Speakers
Synopsis
In this session, I will explore 3 new global standards and regulations governing the responsible use of generative AI: the EU's AI Act, the NIST AI 600-1 Artificial Intelligence Risk Management Framework, and the ISO/IEC 42001:2023 AI Management System Standard (AIMSS). I hope this talk will not only clarify the current state of AI governance, but also provide actional insights for attendees.
Outline:
- EU AI Act: I will discuss the Act’s approach to mitigating risks associated with high-risk AI systems, including requirements for transparency and data governance.
- NIST AI 600-1: This part will cover how this framework guides organizations in managing AI risks effectively across various sectors.
- ISO/IEC 42001:2023 (AIMSS): I will then summarise how AIMSS sets out requirements for establishing and improving an AI management system.
- I will then explain the rationale behind selecting these specific frameworks for comparison.
The EU AI Act represents one of the most comprehensive legal frameworks aimed at governing AI technology within the European Union, a major market with significant influence on global regulatory trends (as seen from the development and wide adoption of GDPR).
NIST AI 600-1: this framework is selected because it was published by NIST, a global leader in flexible yet structured approach to managing risks with broad application for organisations of all sizes to better understand, manage, and reduce their cybersecurity risks.
ISO/IEC 420001:2023 is a global standard that I expect to be valuable in providing an international perspective on establishing and improving AI management systems, and will address the need for consistency and ethical implication of AI across borders. ISO has published management system standards that have been widely adopted in other areas such as ISO 9001 and ISO 27001.
A detailed comparison of these frameworks will highlight their similarities and differences in scope, compliance obligations, and the specific risks they address.

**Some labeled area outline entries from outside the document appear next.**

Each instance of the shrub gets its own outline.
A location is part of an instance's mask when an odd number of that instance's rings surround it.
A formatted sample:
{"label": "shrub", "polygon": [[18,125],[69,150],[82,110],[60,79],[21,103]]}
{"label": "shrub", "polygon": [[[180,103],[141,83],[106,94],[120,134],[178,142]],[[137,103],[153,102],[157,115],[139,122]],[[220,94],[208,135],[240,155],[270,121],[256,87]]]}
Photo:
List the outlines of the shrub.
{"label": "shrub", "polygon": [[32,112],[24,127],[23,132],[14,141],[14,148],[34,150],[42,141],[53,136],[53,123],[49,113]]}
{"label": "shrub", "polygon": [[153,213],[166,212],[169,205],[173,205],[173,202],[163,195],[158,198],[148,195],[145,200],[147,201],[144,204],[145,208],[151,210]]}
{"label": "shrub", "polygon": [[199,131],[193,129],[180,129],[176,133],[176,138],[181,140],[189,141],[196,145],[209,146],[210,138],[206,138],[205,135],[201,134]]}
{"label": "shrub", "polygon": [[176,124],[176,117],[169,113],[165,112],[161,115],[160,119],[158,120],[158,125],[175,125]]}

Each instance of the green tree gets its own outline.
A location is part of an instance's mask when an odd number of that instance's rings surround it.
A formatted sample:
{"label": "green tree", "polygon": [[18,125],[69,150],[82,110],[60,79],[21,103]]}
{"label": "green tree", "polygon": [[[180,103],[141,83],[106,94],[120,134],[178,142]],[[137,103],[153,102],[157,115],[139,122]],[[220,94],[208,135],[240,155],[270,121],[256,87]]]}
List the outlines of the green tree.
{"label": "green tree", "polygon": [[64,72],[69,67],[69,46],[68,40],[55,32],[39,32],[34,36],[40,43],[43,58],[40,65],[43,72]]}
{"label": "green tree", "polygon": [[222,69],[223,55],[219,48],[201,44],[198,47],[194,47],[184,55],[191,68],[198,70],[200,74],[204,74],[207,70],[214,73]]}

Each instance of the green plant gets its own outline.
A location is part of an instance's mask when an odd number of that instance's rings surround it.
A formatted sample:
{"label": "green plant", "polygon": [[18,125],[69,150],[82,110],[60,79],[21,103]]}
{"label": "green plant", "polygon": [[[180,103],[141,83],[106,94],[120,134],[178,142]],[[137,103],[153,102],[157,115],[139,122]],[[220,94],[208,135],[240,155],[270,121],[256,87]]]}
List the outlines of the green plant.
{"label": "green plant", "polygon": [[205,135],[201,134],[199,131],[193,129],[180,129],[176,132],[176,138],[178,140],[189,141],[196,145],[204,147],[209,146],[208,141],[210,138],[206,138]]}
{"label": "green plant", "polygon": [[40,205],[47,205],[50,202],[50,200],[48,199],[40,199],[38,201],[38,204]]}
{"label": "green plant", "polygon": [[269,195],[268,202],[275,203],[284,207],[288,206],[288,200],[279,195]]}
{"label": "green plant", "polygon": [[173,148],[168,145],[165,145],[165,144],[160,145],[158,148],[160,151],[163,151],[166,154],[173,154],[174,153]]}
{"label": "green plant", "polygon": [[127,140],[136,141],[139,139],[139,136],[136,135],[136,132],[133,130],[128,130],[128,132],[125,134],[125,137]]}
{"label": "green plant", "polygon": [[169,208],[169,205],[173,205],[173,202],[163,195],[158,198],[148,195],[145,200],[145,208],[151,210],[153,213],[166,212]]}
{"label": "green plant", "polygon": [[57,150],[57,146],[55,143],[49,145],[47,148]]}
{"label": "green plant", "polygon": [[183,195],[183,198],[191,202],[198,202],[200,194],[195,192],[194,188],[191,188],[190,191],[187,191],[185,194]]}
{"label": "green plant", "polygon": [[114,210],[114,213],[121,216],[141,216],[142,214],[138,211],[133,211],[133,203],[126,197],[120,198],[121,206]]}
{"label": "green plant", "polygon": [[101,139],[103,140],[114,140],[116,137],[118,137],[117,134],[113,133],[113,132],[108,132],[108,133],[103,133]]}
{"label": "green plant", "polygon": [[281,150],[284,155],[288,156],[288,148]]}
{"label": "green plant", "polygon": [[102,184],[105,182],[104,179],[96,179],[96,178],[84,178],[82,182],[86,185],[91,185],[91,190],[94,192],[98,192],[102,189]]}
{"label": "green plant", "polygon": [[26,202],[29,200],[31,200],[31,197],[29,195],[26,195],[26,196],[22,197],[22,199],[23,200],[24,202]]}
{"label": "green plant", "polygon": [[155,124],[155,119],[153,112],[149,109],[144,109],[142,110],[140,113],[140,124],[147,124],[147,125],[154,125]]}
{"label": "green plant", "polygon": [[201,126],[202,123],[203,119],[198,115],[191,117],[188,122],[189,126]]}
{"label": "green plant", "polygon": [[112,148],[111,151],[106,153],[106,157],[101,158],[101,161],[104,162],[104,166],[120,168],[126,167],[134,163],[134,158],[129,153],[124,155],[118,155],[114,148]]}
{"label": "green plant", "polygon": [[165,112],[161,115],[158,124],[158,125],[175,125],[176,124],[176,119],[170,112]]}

This part of the presentation will bring to life the theoretical aspects discussed earlier by examining how the selected new regulations and standards are being implemented across sectors. In anticipation of future developments, this section will touch on potential legal cases or regulatory actions that may arise under the EU's AI Act over the next six months. It will include hypothetical scenarios based on current industry practices where non-compliance could lead to litigation or fines, and how businesses can prepare for and respond to such situations. This part will also provide case studies or hypothetical scenarios from industry reports, regulator publications, or specific company releases that reflect on how industries have responded/navigated the new requirements from the NIST framework and ISO standard.
Each case study will conclude with key takeaways and best practices derived from the real-world application of these frameworks.